Dr. Scully offers the fait accompli that DSM-5 will be published in 2013 despite the poor Field Trial results, the petition requesting independent review from fifty-one mental health professional associations, the opposition from The Lancet and New England Journal of Medicine, the terrible beating DSM-5 is taking in the press, and from outraged consumer groups. Nothing in his response offers any reason for DSM-5 adhering to his arbitrary timeline. There is nothing to indicate that he understands that DSM-5 is the public trust and not an APA cash cow. Dr. Scully is asking us to believe ten very unbelievable things:

1) That its three legal entities aren't just different parts of one APA pocket;

2) That the American Psychiatric Foundation just cares about charity -- somewhat hard to believe since APF was recently picked as America's 7th worst charity by a watchdog group. This is a pretty spectacular accomplishment given the number of charities in our country.
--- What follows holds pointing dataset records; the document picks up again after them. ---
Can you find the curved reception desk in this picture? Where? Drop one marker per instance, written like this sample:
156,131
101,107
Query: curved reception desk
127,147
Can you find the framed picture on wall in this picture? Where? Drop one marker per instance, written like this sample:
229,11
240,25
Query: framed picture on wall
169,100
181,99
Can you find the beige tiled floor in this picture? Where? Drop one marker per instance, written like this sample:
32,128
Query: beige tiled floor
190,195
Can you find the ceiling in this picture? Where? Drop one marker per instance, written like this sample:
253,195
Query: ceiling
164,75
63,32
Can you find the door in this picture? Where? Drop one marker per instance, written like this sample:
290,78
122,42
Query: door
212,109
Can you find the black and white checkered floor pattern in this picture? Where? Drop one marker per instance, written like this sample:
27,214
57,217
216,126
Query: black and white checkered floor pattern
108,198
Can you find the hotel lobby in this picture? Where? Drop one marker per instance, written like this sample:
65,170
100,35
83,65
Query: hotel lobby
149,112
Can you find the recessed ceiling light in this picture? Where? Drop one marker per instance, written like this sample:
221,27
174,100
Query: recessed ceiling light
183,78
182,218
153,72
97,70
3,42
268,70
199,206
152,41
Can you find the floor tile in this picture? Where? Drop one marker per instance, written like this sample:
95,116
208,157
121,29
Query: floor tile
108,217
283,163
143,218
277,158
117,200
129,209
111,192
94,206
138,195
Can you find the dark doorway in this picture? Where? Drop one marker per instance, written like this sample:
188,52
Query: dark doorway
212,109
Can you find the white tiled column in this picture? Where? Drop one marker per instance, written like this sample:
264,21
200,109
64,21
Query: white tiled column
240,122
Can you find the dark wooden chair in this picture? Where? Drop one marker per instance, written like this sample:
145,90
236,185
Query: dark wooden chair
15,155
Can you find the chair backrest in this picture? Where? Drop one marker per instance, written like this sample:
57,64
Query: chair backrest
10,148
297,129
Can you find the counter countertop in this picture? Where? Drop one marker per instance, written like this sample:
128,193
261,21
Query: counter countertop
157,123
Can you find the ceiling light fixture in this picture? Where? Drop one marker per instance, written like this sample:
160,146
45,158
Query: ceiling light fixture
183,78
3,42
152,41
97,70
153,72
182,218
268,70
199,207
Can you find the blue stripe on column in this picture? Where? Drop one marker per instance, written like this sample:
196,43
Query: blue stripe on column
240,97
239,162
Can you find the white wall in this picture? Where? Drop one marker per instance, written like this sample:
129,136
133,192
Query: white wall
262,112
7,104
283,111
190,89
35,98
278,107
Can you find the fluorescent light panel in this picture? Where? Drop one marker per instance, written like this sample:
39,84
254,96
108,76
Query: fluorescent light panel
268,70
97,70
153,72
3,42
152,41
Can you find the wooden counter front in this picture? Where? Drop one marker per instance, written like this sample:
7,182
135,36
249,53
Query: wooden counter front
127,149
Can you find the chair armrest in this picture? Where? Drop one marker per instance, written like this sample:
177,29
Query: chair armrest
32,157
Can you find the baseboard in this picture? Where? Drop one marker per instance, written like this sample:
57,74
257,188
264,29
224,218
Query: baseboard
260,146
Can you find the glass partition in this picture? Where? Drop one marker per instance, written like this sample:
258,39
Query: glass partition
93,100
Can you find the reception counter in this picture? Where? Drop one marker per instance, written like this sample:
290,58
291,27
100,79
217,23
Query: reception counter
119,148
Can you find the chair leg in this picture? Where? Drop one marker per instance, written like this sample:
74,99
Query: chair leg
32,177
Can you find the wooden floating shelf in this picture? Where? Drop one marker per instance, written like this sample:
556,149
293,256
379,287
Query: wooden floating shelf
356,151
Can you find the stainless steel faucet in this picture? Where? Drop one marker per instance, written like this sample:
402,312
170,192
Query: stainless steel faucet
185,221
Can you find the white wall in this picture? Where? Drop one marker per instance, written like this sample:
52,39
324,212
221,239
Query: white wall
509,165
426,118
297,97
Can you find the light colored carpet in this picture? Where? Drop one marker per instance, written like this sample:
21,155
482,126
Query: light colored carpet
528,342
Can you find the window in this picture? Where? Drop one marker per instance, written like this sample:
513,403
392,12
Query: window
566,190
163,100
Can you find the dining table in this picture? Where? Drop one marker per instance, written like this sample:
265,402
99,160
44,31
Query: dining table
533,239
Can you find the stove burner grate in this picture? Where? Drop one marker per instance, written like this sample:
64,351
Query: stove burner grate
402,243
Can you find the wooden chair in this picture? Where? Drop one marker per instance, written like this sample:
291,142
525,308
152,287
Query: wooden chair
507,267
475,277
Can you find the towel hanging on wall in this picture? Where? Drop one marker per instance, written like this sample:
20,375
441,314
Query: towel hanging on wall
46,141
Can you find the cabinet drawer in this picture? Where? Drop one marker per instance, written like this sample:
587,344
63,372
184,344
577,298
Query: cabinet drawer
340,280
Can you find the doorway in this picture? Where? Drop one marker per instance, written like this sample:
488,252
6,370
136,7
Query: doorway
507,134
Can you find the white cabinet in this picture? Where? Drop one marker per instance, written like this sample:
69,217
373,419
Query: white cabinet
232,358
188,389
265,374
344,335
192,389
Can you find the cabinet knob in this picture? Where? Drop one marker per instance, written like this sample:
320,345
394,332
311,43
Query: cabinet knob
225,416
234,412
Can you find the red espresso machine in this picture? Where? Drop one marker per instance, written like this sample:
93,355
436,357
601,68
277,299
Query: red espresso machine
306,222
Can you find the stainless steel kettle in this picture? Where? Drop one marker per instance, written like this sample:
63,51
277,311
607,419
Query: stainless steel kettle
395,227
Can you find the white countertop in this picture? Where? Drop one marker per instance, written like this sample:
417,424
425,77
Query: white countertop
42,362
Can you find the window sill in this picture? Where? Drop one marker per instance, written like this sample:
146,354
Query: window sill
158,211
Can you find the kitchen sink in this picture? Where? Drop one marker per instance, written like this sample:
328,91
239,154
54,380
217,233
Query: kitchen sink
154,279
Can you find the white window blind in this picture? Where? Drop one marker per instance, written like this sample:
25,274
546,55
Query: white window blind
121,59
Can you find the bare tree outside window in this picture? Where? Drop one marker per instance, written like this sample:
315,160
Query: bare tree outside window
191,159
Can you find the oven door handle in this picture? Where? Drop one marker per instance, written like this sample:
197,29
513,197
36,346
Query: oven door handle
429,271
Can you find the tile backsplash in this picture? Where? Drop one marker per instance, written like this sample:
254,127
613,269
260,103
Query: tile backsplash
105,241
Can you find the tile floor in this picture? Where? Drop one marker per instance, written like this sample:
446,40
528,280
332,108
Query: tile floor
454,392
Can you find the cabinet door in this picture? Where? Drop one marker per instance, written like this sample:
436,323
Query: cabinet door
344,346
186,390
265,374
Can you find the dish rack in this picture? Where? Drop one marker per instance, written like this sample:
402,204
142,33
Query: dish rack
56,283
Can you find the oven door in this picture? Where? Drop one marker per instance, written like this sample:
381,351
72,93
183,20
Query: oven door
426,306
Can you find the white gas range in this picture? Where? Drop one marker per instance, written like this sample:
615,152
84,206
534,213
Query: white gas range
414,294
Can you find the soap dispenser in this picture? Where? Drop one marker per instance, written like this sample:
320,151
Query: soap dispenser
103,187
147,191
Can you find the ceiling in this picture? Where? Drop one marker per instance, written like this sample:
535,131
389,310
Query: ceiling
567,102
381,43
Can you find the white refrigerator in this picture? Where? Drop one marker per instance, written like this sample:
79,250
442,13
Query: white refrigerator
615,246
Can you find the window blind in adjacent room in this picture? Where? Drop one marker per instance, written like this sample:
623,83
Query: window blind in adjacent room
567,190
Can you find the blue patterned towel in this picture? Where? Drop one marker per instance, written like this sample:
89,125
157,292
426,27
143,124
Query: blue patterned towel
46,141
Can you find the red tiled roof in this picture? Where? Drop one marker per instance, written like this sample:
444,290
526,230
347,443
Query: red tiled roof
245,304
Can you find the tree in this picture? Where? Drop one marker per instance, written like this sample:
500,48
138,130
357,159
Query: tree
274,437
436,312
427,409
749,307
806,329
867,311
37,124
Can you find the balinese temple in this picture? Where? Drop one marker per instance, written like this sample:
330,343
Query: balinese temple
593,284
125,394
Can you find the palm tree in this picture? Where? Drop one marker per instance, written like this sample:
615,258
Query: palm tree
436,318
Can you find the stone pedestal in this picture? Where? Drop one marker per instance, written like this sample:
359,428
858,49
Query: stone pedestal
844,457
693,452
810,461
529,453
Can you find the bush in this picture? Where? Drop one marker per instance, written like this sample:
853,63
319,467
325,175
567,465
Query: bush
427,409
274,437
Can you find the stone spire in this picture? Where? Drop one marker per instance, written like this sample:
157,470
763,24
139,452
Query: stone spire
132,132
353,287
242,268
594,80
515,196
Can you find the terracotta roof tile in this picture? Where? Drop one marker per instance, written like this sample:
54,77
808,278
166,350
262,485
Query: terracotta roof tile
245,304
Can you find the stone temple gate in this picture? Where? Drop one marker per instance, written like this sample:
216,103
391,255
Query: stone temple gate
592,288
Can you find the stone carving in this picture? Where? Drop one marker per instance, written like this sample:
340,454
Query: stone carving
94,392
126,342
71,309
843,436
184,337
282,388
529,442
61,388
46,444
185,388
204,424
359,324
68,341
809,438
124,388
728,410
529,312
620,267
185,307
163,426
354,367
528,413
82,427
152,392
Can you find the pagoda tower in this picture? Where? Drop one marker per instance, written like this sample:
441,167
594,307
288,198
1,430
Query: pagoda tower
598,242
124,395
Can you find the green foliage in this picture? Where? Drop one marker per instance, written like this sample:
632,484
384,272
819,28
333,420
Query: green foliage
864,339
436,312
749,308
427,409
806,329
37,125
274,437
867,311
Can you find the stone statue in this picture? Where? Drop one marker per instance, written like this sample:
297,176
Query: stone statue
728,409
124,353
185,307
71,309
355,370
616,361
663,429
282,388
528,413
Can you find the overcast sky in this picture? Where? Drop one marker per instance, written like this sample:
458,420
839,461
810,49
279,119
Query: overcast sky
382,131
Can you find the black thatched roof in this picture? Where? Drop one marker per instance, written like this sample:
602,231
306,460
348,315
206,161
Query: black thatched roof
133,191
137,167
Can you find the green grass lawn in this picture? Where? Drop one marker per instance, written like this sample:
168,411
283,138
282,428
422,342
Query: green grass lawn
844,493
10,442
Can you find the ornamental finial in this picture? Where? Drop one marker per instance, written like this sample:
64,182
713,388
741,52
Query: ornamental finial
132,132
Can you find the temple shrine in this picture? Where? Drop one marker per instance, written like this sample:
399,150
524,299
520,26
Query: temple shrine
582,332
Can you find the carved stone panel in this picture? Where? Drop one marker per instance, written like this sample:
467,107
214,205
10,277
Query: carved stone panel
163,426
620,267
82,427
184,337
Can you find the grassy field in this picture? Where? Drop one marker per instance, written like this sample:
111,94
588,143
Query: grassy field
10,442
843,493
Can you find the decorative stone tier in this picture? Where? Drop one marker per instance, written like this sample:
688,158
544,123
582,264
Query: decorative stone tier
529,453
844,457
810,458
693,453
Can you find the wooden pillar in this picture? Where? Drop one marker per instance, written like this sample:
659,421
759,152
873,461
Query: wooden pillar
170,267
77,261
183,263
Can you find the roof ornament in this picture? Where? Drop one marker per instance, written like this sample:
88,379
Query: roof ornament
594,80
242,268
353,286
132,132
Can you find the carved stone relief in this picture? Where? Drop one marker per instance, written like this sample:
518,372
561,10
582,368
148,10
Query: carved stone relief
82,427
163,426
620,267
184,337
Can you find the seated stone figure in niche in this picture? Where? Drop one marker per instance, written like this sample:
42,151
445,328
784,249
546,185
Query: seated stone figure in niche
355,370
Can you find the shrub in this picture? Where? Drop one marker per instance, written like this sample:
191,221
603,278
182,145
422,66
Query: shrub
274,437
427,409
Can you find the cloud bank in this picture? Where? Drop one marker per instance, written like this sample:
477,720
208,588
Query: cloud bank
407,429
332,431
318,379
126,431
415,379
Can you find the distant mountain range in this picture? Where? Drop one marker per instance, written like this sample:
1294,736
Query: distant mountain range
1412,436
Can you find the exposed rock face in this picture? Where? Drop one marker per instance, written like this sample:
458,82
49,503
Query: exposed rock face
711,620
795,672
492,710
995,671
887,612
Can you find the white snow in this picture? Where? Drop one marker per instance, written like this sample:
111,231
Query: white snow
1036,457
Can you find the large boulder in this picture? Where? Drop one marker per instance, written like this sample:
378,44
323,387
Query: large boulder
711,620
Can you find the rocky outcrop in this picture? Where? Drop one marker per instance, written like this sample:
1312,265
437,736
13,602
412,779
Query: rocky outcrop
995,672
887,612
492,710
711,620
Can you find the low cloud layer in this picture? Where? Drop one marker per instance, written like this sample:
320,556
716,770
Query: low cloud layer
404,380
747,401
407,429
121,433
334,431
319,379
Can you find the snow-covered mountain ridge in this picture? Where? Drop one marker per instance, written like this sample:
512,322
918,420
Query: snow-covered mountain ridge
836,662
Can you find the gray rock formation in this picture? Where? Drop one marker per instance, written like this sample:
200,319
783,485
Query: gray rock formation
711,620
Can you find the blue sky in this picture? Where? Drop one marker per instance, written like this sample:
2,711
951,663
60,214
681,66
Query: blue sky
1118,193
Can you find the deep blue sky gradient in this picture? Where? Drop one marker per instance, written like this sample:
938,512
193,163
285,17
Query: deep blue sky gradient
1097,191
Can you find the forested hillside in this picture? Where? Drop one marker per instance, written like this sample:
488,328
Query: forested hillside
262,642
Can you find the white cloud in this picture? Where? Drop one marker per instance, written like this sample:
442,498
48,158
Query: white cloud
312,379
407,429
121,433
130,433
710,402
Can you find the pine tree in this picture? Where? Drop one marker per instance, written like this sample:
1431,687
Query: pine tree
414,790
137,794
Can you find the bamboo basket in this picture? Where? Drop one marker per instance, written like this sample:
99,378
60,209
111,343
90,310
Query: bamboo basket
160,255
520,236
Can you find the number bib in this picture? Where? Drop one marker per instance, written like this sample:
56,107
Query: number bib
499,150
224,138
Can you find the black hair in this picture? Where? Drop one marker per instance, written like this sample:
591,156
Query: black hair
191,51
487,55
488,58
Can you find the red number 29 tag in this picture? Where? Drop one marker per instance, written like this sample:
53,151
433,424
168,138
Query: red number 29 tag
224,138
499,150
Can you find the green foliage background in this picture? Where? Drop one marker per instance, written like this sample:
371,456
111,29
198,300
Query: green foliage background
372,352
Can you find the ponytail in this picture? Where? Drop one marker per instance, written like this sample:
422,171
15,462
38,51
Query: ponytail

3) That the APA isn't concerned about the budget deficit caused by reduced publishing profits and poor attendance at its annual meeting;

4) That the APA isn't worried about its rapid loss of membership and isn't trying to find more publishing dollars to fill the budget gap;

5) That the APA reserves haven't fallen below the one year's operating budget generally expected for a non-profit;

6) That DSM-5 has cost $25 million (five times more than DSM-IV, which I worked on) because it has had such a wonderfully open process;

7) That the DSM-5 can produce a usable product by next May;

8) That the APA isn't completely dependent on the publishing profits from its DSM monopoly to avoid suffering deficits that would be between $5-10 million a year.

9) That DSM-5's Stage 2 Quality Control was not skipped purely for financial reasons. What would be another excuse -- certainly not scientific rigor?

10) That DSM-5 is not being rushed to press next May to fill what would otherwise be a gaping hole in the APA budget.

You decide how much, if any, of Dr. Scully's arguments make sense. My view -- if you want to understand why an unreliable and unsafe DSM-5 is being rushed prematurely to market -- is to "follow the money."

Allen Frances is a professor emeritus at Duke University and was the chairman of the DSM-IV task force.